食べ物はあるし、泥炭も数日分を確保して乾かしている。
水は入れ物が小さいから毎日汲んで来ないといけないけれど、汲むのはすぐ傍にある川からだ。
食事の用意だって肉を火で焼くだけ。手間を掛けようにも野菜も調味料もない。
だから、肉が少なくなるまで拠点で過ごそうとしても、やることがない。
腕が痛い間だったら、寝て過ごしてもよかったかもしれない。
本もゲームもない所で、寝て過ごすだけなのは意外に難易度が高い。
そういえば、宿で働いていた時も、部屋に居てもやることがないからと、街をうろついたりしていたっけ。
結局、暇に飽きてダンジョン探索をすることにした。
泥炭を拾うところの奥は、水の中の魔物が怖いし、暗い通路は骸骨が面倒だ。

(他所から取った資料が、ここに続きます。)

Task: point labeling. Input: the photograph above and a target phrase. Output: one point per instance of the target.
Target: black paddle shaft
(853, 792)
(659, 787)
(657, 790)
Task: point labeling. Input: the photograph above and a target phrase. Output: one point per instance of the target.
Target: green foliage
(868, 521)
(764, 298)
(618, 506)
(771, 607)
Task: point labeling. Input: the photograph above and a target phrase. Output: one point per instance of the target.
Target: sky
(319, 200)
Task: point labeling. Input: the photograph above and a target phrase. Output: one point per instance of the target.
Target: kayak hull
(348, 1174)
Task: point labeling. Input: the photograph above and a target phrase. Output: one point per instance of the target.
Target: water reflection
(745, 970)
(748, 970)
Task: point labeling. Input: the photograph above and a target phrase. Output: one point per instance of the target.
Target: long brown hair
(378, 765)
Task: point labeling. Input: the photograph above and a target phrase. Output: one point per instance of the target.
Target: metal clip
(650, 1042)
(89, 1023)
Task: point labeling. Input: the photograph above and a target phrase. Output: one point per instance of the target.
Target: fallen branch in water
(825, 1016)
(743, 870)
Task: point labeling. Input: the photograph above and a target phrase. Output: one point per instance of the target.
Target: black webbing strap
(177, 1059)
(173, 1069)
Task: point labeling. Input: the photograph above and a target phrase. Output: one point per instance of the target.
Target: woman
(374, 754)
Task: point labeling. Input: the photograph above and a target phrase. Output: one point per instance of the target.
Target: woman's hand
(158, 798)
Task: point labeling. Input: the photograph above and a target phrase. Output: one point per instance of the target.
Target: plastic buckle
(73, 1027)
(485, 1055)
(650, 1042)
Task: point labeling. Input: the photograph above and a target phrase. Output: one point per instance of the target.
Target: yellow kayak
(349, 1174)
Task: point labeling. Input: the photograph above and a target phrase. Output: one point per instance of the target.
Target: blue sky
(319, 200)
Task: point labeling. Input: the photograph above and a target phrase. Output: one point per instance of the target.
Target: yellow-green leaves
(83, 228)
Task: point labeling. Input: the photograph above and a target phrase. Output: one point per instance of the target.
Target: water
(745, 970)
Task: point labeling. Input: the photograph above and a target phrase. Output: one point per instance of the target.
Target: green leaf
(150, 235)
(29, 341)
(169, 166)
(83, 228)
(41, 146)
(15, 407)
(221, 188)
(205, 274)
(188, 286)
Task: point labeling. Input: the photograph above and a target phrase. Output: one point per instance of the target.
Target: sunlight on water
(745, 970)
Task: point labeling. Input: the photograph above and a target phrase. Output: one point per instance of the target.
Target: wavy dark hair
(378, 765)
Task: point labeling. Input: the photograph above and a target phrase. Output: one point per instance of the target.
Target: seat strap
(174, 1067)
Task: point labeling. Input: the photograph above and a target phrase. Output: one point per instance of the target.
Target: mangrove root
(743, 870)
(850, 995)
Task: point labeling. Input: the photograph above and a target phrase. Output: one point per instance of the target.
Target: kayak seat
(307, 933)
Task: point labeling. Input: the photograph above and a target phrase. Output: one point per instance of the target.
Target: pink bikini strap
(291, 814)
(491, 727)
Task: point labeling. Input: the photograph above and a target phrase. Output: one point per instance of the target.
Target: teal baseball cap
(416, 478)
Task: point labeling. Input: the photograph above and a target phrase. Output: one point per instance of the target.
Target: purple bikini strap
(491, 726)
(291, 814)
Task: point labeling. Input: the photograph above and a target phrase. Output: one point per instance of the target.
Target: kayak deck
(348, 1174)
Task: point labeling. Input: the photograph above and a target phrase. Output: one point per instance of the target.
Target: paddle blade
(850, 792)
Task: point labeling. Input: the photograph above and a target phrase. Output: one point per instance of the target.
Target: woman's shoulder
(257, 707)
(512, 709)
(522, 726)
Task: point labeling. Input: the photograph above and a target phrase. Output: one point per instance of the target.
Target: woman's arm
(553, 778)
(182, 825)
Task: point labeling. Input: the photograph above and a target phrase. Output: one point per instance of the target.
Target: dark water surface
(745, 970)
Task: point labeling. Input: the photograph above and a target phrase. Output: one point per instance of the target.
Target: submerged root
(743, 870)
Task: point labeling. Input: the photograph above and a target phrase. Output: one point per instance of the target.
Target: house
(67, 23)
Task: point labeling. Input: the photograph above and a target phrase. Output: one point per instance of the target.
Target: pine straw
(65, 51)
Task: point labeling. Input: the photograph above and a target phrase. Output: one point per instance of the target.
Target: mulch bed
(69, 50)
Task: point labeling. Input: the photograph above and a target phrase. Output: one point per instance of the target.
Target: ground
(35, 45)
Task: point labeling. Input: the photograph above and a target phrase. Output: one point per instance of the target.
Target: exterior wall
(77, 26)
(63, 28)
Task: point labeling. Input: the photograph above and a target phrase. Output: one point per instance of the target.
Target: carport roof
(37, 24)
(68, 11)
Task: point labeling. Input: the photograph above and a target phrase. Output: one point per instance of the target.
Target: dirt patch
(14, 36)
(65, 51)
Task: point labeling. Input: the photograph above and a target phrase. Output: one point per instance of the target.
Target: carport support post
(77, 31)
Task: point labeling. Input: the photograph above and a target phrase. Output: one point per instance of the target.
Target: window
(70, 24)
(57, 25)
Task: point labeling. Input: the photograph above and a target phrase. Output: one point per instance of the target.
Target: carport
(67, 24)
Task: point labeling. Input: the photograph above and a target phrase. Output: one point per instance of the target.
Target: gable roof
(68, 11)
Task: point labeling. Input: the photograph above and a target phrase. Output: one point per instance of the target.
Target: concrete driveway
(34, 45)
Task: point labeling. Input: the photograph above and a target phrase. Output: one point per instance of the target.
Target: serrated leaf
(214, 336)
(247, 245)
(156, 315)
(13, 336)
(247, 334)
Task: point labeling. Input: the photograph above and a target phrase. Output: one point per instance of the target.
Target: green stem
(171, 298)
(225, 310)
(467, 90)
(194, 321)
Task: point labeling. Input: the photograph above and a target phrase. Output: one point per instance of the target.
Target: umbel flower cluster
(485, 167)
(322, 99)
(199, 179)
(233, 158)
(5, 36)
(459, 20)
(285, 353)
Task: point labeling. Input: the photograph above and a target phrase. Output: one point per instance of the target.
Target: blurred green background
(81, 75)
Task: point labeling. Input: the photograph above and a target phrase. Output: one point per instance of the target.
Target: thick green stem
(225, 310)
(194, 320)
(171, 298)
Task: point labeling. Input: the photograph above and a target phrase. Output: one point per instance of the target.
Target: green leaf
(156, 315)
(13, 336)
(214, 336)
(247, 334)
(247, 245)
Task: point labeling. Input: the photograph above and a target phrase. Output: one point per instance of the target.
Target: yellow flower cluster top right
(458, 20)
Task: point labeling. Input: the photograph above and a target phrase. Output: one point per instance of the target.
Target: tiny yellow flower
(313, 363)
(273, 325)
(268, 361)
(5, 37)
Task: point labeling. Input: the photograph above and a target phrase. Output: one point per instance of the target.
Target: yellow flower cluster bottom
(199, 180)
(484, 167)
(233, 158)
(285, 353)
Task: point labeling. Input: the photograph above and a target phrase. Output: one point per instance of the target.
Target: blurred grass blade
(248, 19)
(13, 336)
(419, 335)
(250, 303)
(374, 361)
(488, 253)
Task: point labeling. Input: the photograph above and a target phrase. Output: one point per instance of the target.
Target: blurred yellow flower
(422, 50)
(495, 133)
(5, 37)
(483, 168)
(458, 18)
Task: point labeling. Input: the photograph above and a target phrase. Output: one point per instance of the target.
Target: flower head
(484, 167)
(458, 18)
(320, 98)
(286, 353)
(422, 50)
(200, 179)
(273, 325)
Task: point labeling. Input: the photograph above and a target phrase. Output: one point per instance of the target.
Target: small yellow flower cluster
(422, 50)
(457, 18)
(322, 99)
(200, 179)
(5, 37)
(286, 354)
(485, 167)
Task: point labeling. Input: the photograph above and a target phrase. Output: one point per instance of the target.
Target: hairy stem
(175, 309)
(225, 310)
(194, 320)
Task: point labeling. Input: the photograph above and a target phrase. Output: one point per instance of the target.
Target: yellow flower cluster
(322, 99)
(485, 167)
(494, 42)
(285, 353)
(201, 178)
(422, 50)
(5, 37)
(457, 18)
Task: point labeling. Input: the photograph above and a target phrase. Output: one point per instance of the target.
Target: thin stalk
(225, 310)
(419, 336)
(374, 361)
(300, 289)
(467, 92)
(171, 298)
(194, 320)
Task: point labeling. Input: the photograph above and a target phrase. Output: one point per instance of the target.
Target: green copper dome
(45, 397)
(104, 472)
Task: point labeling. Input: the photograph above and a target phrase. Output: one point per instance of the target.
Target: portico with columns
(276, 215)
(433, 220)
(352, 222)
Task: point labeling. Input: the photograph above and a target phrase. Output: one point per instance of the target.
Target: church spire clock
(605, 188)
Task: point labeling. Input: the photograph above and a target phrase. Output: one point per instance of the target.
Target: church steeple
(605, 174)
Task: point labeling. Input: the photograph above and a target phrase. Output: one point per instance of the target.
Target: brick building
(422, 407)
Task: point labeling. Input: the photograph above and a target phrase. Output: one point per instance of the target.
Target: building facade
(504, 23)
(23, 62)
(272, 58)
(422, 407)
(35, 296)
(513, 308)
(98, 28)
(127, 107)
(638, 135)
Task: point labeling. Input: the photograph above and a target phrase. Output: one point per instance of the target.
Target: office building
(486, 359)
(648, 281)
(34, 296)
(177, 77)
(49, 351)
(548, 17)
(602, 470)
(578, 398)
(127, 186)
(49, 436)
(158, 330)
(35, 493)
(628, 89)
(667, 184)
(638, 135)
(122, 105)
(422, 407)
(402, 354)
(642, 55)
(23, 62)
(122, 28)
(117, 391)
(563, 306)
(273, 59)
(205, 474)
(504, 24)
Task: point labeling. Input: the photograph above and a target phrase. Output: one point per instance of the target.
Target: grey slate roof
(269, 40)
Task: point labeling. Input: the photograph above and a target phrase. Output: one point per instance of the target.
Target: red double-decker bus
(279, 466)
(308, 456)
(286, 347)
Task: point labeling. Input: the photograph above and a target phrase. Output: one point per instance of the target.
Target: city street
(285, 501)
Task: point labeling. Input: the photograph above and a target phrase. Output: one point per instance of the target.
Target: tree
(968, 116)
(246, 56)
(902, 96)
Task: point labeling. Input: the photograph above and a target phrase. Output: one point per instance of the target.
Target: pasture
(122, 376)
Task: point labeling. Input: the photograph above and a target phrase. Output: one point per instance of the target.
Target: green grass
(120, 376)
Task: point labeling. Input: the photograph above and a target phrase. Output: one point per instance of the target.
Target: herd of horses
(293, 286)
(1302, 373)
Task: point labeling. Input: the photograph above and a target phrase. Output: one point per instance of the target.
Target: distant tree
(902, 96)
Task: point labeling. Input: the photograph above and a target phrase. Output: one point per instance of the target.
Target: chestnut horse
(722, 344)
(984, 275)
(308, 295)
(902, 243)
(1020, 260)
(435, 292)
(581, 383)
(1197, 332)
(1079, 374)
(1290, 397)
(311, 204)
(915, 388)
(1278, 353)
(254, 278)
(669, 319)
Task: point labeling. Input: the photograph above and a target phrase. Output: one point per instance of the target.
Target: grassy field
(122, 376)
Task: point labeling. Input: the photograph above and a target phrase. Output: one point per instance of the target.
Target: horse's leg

だから行く先は少し街のほうに戻ってからの脇道にしよう。
街まで往復した時に気づいた道だ。思い出せば、最初に来たときも、脇道があるのを見た気がする。ここに拠点を作ってからは、奥にしか興味がなくなってしまって、手前の脇道のことなんて、まったく思い出さなかった。
奥の道は進むにもマイナスの感情が溜まってしまったので、まだ問題が見つかっていない手前の脇道のほうが楽そうに見える。
本当はどうなのかは行ってみないと分からない。
でも、泥炭の場所よりも奥に進んで、水の中から魔物が出て来たり、暗い中で骸骨を殴りながら進むことを考えたら、それよりは良いような気持ちになる。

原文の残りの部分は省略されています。